Injera is an Ethiopian Flatbread made with fermented Teff flour that has a spongy porous texture that serves as a base consume the other parts of the meal.
This is also known as Taita and forms the main component in a meal. Injera is sourdough-risen flatbread where the original flour used to be Teff. The recent adaptation of this flatbread also uses buckwheat flour.
Somehow I kept postponing to make this dish as this was something that had to be done on its own. I searched for Teff flour around places nearby and nobody even knew what it was. I finally settled with Buckwheat flour instead and made this dish.
Going by the strict definition of flatbread being made with dough, this is a batter based one. Since it is referred as a flatbread, it ended up being convenient for me. I was very keen on not using any adjectives or alternatives.

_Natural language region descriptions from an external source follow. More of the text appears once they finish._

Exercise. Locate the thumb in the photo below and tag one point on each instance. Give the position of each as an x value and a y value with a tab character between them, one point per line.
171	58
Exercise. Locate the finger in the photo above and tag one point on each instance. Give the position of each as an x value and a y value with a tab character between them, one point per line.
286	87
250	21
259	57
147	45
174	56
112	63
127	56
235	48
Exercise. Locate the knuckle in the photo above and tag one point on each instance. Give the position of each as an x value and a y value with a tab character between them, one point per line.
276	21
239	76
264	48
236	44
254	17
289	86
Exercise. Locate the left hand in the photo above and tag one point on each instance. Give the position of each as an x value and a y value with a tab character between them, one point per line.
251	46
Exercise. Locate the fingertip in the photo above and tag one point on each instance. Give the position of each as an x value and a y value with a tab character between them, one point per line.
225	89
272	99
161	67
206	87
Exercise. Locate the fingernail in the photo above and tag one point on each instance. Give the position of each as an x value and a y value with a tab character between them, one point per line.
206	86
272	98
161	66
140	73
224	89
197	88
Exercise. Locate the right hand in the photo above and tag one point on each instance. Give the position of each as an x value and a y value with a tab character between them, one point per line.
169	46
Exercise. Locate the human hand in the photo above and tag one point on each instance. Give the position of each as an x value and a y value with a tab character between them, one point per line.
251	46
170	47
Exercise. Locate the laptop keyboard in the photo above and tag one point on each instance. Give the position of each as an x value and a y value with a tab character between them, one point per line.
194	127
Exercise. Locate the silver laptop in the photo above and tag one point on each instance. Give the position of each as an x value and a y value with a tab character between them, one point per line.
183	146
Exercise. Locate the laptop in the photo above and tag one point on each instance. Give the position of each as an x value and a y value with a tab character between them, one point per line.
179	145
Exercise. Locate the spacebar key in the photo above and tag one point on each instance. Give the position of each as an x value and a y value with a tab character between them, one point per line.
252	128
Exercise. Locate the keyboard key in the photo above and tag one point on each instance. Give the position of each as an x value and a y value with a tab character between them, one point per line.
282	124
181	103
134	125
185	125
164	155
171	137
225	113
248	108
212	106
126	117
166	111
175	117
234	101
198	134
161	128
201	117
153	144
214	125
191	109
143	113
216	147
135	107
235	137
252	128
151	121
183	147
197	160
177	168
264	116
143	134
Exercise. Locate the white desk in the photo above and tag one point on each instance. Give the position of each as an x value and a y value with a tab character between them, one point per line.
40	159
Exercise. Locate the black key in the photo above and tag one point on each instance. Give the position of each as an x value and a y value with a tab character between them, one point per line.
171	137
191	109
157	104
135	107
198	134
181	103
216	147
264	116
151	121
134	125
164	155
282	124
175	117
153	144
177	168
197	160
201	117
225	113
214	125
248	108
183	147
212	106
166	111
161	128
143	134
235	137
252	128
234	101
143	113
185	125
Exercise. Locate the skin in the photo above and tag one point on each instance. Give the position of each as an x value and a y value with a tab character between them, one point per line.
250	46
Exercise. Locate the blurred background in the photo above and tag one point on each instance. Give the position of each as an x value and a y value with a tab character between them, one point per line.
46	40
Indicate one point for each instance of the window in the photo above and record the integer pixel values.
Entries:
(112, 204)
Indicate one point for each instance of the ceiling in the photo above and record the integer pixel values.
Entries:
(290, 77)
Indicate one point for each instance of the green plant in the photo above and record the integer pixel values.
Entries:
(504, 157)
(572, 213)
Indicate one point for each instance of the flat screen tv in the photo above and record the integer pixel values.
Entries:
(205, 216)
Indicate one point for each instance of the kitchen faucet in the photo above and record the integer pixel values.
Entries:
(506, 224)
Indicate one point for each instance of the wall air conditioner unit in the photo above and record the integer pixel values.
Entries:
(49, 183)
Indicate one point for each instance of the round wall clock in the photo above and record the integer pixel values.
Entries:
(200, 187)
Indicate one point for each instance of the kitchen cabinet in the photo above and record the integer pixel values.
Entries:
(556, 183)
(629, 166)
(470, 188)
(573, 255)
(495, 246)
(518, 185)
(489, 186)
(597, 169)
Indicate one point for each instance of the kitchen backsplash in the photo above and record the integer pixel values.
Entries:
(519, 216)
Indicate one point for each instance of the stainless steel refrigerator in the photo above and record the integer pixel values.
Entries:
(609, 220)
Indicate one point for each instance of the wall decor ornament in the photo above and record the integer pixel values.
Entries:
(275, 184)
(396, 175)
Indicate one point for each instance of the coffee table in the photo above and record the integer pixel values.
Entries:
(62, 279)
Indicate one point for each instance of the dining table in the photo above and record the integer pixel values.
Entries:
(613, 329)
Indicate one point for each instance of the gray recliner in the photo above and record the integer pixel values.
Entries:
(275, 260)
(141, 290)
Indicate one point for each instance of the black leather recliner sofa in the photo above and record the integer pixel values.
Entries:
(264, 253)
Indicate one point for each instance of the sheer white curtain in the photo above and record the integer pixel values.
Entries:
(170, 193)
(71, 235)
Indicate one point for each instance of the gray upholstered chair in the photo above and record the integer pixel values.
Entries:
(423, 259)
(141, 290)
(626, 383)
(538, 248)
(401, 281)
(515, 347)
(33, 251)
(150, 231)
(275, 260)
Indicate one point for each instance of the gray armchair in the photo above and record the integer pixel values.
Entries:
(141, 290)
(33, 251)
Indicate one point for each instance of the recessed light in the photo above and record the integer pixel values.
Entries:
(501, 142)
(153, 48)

I adapted my quick version from Pavani, who had both sourdough and quick versions. Obviously, I settled on quick version and had this done for my Sunday dinner. For want of a better dish to serve this with, I served it with Chana masala.
If you are used to eating Appam with yeast, you will surely like this. However, this has that distinct overpowering smell of yeast. However, the texture is super soft and great to dip into gravies.
In A to Z International Flatbreads
Step by Step Pictures for making Injera
Injera | Quick Ethiopian Flatbread Injera Style
1 /2 cup All Purpose Flour
1 /4 cup Buckwheat Flour Teff flour
1 /2 tsp Instant Yeast
2 cups Water Warm
1 tbsp Apple Cider Vinegar
1 /2 tsp Salt
1/8 tsp Baking Soda
Take all the ingredients in a bowl and combine well. Whisk vigorously into a smooth batter, cover and set aside for 1 hour in a warm spot.
Heat a nonstick pan cooking oil and pour one ladleful of batter. Swirl for the batter to coat around well. Cover the pan with a lid and let the Injera cook for 2 to 3 minutes.
Injera is done when the top is no longer shiny or wet and feels firm to touch.
Continue with the rest of the batter and keep the cooked Injera in a hot box till serving.